At what point does photography become a lesser art form than the act performing on stage? Capturing a perfectly resonated image of someone moving around on stage erratically under harsh lights is no easy task. Just take a moment and scroll through some of your friends’ Instagram feeds of the show they were at last weekend and tell me if you can see the sweat beading on the singer’s brow or the flying fingers of the guitarist captured in that perfectly executed G-chord.
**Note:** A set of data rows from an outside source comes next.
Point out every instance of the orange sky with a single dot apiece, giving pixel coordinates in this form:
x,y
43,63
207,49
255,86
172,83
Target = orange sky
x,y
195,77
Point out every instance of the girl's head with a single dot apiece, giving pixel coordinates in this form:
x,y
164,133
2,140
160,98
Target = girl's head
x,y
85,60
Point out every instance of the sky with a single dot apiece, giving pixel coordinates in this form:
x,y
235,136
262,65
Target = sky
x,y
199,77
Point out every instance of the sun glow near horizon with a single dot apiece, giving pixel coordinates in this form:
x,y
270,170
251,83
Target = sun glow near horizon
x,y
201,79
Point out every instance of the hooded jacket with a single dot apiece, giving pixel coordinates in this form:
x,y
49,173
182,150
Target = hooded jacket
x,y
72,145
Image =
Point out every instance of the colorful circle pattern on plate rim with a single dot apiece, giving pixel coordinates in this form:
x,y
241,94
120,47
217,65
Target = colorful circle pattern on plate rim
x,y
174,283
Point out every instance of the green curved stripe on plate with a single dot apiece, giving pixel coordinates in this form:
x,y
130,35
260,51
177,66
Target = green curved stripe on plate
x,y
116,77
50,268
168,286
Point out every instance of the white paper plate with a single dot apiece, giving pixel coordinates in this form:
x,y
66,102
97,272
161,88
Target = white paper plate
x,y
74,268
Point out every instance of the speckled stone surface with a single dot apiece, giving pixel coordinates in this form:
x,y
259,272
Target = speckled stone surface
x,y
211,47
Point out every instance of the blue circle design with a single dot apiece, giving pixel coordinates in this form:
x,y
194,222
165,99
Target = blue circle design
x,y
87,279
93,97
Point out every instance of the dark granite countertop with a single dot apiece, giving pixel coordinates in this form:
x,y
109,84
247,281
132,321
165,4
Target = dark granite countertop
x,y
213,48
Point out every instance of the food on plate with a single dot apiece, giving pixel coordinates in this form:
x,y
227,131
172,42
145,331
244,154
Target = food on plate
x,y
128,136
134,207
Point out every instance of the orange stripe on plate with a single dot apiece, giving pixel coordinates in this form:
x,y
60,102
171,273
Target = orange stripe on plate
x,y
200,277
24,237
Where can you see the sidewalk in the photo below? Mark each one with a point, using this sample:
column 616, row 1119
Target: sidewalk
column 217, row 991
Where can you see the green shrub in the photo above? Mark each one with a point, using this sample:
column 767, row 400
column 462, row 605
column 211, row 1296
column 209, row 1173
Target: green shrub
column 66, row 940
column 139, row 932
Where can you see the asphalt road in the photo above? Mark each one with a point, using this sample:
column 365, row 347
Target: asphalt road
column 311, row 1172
No matter how good a cell phone camera, they will never rival the quality of professional photo gear (which, by the way, is a pretty hefty investment that freelance photographers foot the bill for entirely.) And no matter how earnest the fan, they will never generate the types of photos that those dwelling in that small space at the corner of the stage or in between the steel barriers of the concert venue can. Concert photography is just as much an art form as anything else in the world of music. Through the eye of the photographer, a fan can feel what it was like to be there, up close, with one of their music idols. And now some acts, who will be the first to cry outrage when their music is given away online for free, want to devalue the art of photography to almost nothing.
Whatever the reason that I was asked to stop shooting the other night, which may be an unsolvable mystery at this point, two things are certain: first, I will continue to push for that perfect concert moment so that we can share it with all of you on this website of ours which embraces creativity, freedom and encourages self-expressive art forms and second, Dick Dale doesn’t do photos.